I don't like using gauze or the baby toothbrush on my kitty, because it's hard to get her teeth done right that way, and I know I'm missing stuff when I brush, so I've been looking up cat toothbrushes and toothpaste. 
So far I've only found CET brand that seems any good, which I think might be more expensive than something else. Anyone know of any cheaper brands that are good for kitty toothbrushes and toothpaste?


----------



## cat face (Apr 4, 2013)

I don't use a brush because my 'nuts' won't let me stick things in their mouth (pilling is GREAT fun around here... NOT)

I use stuff that they can lick a dot off my finger and its made to work with their tongue and stick to their teeth to work. 

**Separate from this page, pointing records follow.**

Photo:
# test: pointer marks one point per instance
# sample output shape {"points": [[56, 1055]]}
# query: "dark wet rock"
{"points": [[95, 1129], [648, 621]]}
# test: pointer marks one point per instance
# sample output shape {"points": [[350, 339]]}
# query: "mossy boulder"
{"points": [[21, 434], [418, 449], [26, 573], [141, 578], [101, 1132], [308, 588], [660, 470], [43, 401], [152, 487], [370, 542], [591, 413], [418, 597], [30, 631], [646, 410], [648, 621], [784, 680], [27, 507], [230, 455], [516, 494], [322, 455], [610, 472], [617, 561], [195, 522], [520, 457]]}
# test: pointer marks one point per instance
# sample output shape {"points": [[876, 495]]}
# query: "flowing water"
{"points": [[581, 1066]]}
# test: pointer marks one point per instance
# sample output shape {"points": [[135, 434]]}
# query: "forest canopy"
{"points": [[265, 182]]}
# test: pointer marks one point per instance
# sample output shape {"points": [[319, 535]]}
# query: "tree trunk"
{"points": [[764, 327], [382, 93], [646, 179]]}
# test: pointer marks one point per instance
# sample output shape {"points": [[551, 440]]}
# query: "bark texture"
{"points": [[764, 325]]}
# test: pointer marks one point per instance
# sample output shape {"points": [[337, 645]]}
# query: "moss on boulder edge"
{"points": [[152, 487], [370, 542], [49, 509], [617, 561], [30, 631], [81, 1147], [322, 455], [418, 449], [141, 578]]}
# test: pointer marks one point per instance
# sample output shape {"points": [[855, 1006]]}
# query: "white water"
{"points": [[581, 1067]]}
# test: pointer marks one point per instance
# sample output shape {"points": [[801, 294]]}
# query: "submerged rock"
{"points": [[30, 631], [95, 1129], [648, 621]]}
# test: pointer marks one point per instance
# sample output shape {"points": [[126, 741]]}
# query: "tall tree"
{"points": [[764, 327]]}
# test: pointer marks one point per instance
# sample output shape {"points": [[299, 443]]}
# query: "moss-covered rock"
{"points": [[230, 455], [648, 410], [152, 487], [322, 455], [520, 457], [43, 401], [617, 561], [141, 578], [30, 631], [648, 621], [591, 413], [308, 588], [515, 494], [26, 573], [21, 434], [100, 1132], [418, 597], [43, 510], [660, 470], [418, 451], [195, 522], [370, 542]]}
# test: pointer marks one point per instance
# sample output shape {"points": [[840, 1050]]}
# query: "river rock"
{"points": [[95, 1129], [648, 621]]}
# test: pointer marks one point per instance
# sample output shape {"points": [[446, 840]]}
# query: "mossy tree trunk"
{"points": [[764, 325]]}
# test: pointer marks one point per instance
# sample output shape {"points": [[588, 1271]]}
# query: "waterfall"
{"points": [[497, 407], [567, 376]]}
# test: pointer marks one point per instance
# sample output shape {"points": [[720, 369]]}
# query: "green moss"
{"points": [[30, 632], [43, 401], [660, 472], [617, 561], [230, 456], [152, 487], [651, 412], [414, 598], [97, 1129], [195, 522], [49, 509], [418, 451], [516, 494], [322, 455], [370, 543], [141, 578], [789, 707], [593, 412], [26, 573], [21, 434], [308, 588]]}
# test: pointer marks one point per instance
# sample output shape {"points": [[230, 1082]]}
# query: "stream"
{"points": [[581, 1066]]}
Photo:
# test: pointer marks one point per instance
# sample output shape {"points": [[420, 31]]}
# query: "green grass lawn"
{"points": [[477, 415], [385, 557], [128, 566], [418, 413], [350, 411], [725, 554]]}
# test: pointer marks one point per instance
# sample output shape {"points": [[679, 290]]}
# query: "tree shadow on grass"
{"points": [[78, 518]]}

BUT I have heard people on here suggest they go to the dollar store and get some kids toothbrushes. Apparently a cat will go through toothbrushes rather quickly LOL

Anyway, thought I'd offer that suggestion.


----------



## wolfheartmoon (Aug 3, 2013)

My kitty has a really tiny mouth though.  So the baby toothbrush I'm using makes it pretty hard to get at any of her back teeth. That's the only reason I want to invest in a cat brush xD


----------



## cat face (Apr 4, 2013)

well, then the CET brush is going to be the deal for you


----------



## MB70 (Apr 1, 2012)

The best cat toothbrush I have found is one from CET, it's small and easy to use on the back and sides of the mouth. I usually buy 3 or 4 and each one lasts about 3 months, comes with a sample poultry toothpaste which I use anyways. Inky LOVES the taste so it's easy to brush his teeth, he does chomp on the brush sometimes though hahah!!

CET Toothbrush for Cats | VetDepot.com

Drs Fosters and Smith has the cheapest price that I can find on the CET toothpaste..
Virbac Animal Health C.E.T. Enzymatic Toothpaste | Pet Toothpaste

Another product I use once or twice a week, more expensive but works, is from Mercola.

Dog & Cat Teeth Cleaning | Pet Dental Gel - Mercola.com

Best of luck!!


----------



## cat face (Apr 4, 2013)

MB70 said:


> Another product I use once or twice a week, more expensive but works, is from Mercola.
> 
> Dog & Cat Teeth Cleaning | Pet Dental Gel - Mercola.com


Yep, like the stuff I use just a different name over here but same action.
The girls will lick a tiny dot of it off my finger tip and they're good to go. 

I do this daily, plus I use Pro Den's Plaque Off, sprinkle of food once a day and also give dental treats. 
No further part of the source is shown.